[GSoC]Todo in POSIX Key project

Tue Aug 7 11:30:39 UTC 2012

Hi, all.
Here is a short description of my first approach to POSIX Key project and
an alternative approach. I haven't decided whether I should proceed to
implement the alternative, and need discussion.

- Current approach: one rbtree approach
In this approach, there is only one rbtree which is used to manage all
POSIX Keys' data. If there are m POSIX Keys and t POSIX Threads, and each
Thread has m Key values, then there is n( n = m x t ) nodes in the global
rbtree. And the worst-case runtime of key deletion, thread deletion, key
setspecific and key getspecific are all O(lg(n)), and the key creation
operation has a constant runtime O(1).
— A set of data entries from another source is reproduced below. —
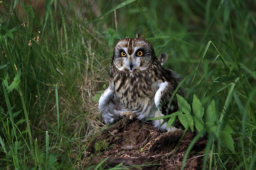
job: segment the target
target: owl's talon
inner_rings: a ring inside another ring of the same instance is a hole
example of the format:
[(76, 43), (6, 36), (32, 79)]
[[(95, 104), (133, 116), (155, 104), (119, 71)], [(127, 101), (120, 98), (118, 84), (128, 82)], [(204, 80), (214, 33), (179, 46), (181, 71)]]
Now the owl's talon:
[(131, 110), (121, 112), (121, 116), (122, 117), (125, 116), (126, 117), (129, 116), (129, 119), (132, 119), (134, 117), (136, 116), (136, 115), (133, 113)]

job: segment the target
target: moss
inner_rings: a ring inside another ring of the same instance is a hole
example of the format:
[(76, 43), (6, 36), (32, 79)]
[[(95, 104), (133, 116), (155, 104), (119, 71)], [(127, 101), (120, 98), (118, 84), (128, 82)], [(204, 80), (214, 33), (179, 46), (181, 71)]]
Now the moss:
[(107, 139), (98, 141), (95, 143), (95, 145), (94, 145), (95, 152), (105, 151), (108, 150), (109, 147), (110, 146), (108, 143), (108, 140)]

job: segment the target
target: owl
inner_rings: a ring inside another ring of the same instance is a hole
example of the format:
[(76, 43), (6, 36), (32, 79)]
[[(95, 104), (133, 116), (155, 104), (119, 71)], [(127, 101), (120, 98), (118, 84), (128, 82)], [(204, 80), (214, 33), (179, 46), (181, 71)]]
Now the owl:
[[(151, 44), (139, 34), (136, 38), (126, 37), (117, 42), (109, 75), (109, 85), (99, 104), (106, 125), (125, 115), (147, 121), (177, 110), (175, 98), (171, 102), (170, 99), (180, 79), (162, 66)], [(177, 91), (183, 96), (181, 89)], [(163, 119), (153, 120), (152, 124), (162, 131), (178, 129), (173, 126), (167, 128)]]

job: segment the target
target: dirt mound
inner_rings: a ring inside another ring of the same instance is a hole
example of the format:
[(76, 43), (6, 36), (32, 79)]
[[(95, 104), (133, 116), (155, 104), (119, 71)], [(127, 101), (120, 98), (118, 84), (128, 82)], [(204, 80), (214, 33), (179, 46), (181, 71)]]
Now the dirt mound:
[[(93, 169), (106, 158), (106, 167), (122, 163), (130, 169), (180, 170), (186, 149), (195, 134), (182, 130), (161, 133), (151, 124), (125, 118), (99, 133), (90, 142), (84, 162)], [(99, 142), (105, 142), (106, 150), (96, 151)], [(186, 170), (201, 169), (206, 139), (198, 140), (190, 151)], [(102, 165), (103, 166), (103, 165)]]

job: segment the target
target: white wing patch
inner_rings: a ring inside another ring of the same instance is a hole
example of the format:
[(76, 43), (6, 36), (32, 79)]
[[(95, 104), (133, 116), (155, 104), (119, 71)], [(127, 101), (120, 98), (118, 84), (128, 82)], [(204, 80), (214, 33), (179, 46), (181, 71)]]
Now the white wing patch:
[(156, 106), (158, 109), (159, 109), (159, 106), (160, 104), (160, 100), (161, 97), (162, 96), (162, 92), (163, 91), (165, 90), (166, 88), (168, 85), (168, 82), (161, 82), (158, 84), (158, 87), (159, 88), (155, 94), (154, 97), (154, 102)]

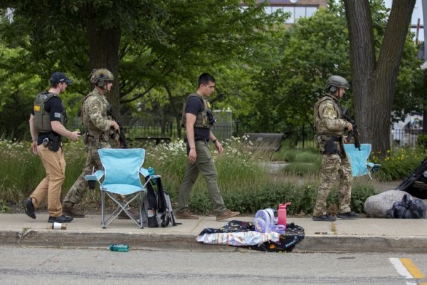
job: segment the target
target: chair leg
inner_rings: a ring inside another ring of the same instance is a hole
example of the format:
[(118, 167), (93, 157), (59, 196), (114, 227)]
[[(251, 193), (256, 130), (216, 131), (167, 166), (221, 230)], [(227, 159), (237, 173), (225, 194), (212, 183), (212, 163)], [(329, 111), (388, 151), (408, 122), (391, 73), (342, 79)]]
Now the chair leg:
[(107, 227), (105, 227), (105, 220), (104, 220), (104, 214), (105, 214), (105, 210), (104, 210), (104, 204), (105, 202), (105, 194), (104, 191), (101, 191), (101, 225), (102, 226), (102, 229), (106, 229)]
[[(141, 203), (141, 201), (142, 201), (141, 193), (142, 193), (142, 192), (139, 192), (139, 193), (136, 193), (132, 199), (130, 199), (129, 200), (127, 200), (126, 202), (126, 203), (122, 204), (121, 201), (119, 201), (114, 197), (113, 193), (110, 193), (107, 191), (102, 191), (102, 194), (104, 194), (104, 195), (105, 195), (105, 194), (106, 194), (110, 198), (111, 198), (111, 200), (115, 203), (116, 203), (116, 204), (117, 206), (117, 207), (112, 212), (112, 213), (111, 213), (110, 214), (110, 216), (108, 216), (108, 217), (107, 219), (105, 219), (104, 216), (102, 214), (102, 228), (105, 229), (107, 227), (108, 227), (110, 225), (110, 224), (111, 224), (111, 222), (115, 219), (116, 219), (119, 216), (119, 214), (122, 212), (125, 212), (126, 213), (126, 214), (127, 214), (127, 216), (129, 216), (130, 219), (132, 219), (135, 224), (137, 224), (137, 225), (138, 225), (138, 227), (140, 229), (142, 229), (143, 226), (142, 226), (142, 217), (141, 209), (139, 209), (139, 222), (138, 222), (138, 221), (137, 221), (136, 218), (127, 209), (127, 207), (129, 206), (129, 204), (137, 198), (139, 198), (139, 201), (140, 201), (139, 204)], [(103, 196), (103, 197), (105, 197), (105, 196)], [(103, 203), (103, 202), (102, 202), (102, 203)], [(103, 209), (103, 207), (102, 207), (102, 209)]]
This approach is implemented now,
which is in my first pull request[0].

- Alternative approach: one rbtree per thread approach
Suppose there are also m POSIX Keys and t POSIX Threads in the system, then
each thread maintains one rbtree, all key data of specific thread is in
that rbtree. For example, say if each thread has m Key values, then there
are m nodes in each thread's rbtree. Gedare suggested if there is no clear
advantage than current approach, it may be not worth trying to implement
this. So I try to figure out the advantage of this approach than current
one. The runtime of this approach:
(here n = m x t, there are m keys and t threads)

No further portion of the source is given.